I'm assuming that 320 was not a Caviar Blue, Series 1s don't like them for some reason.

I seem to recall that if you don't actually mount the cd

mount -t iso9660 /dev/hd* /cdrom

copykern will appear to run but actually won't.

*(whichever one is your cd drive, and the drive you want to run copykern on can't be hda if I remember correctly)


----------



## ALSaul_2000 (Jan 6, 2006)

GOOD STUFF TO Know - I'll try that as well since the SVR-2000 seems to crash alot since the WinMFS - Thanks to all


----------



## unitron (Apr 28, 2006)

ALSaul_2000 said:


> GOOD STUFF TO Know - I'll try that as well since the SVR-2000 seems to crash alot since the WinMFS - Thanks to all


If you don't need to save any recordings, get the image linked here:

http://www.tivocommunity.com/tivo-vb/showthread.php?p=6228202#post6228202

(it's an image of the S1 Sony with version 3.0 of the Tivo software, which is the latest, and no doubt last, but it'll let you use an external modem or TurboNet or TurboCache card if necessary just by changing the dial up prefix)

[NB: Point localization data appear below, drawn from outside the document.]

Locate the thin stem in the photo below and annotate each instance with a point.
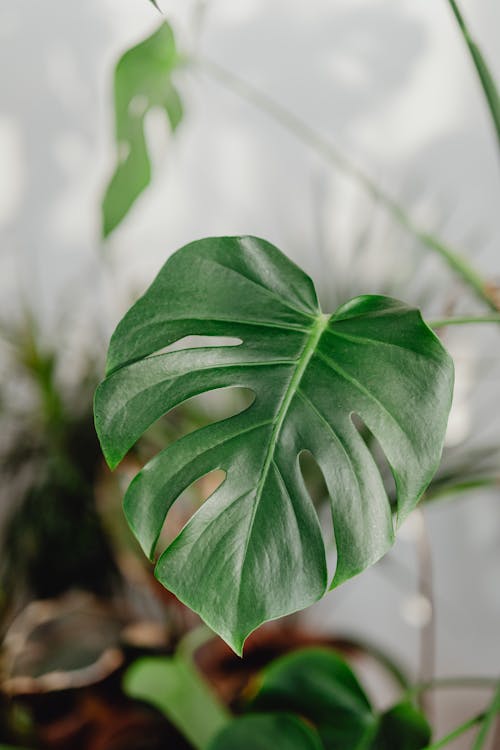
(452, 683)
(460, 487)
(485, 76)
(316, 141)
(456, 733)
(489, 720)
(464, 320)
(428, 629)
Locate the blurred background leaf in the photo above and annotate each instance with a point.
(143, 82)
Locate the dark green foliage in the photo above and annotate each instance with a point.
(143, 81)
(254, 550)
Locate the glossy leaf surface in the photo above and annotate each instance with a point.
(254, 550)
(267, 732)
(143, 81)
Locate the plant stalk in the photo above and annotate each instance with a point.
(428, 629)
(485, 76)
(465, 320)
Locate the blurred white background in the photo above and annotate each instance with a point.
(390, 83)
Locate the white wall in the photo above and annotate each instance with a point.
(389, 81)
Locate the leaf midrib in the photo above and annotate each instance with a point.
(319, 325)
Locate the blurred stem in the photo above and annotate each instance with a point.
(459, 487)
(456, 733)
(464, 321)
(428, 630)
(485, 76)
(316, 141)
(489, 719)
(452, 683)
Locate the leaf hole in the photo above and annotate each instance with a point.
(315, 484)
(187, 504)
(313, 478)
(193, 414)
(378, 456)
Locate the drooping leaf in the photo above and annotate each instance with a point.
(173, 686)
(143, 81)
(267, 732)
(254, 550)
(483, 71)
(319, 685)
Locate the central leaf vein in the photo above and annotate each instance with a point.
(310, 346)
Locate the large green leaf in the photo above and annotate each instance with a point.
(254, 551)
(267, 732)
(319, 685)
(143, 81)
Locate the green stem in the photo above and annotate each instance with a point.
(456, 733)
(464, 320)
(452, 683)
(486, 78)
(459, 487)
(489, 719)
(312, 138)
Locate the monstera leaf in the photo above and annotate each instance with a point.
(254, 550)
(319, 685)
(143, 81)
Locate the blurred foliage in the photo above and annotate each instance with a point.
(143, 82)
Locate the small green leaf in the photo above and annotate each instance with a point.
(173, 685)
(254, 551)
(319, 685)
(143, 81)
(267, 732)
(404, 728)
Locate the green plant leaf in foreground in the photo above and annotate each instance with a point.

and use the MFS Live cd to restore it to the new TiVo drive, then use the DVRupgrade cd to run copykern on it after mounting the cd as previously indicated.

When you put it back in the TiVo you'll need to run guided setup and re-enter any season passes and preferences.

That link above is to a posting in another thread. That post has the actual link to the image file.

Once you save the image file to your computer's hard drive or a USB stick, you can change the filename to something shorter, like Sony2K.bak, to make life easier at the command line.


----------



## ALSaul_2000 (Jan 6, 2006)

Got it - Thanks unitron, just saw this - will ck it out


----------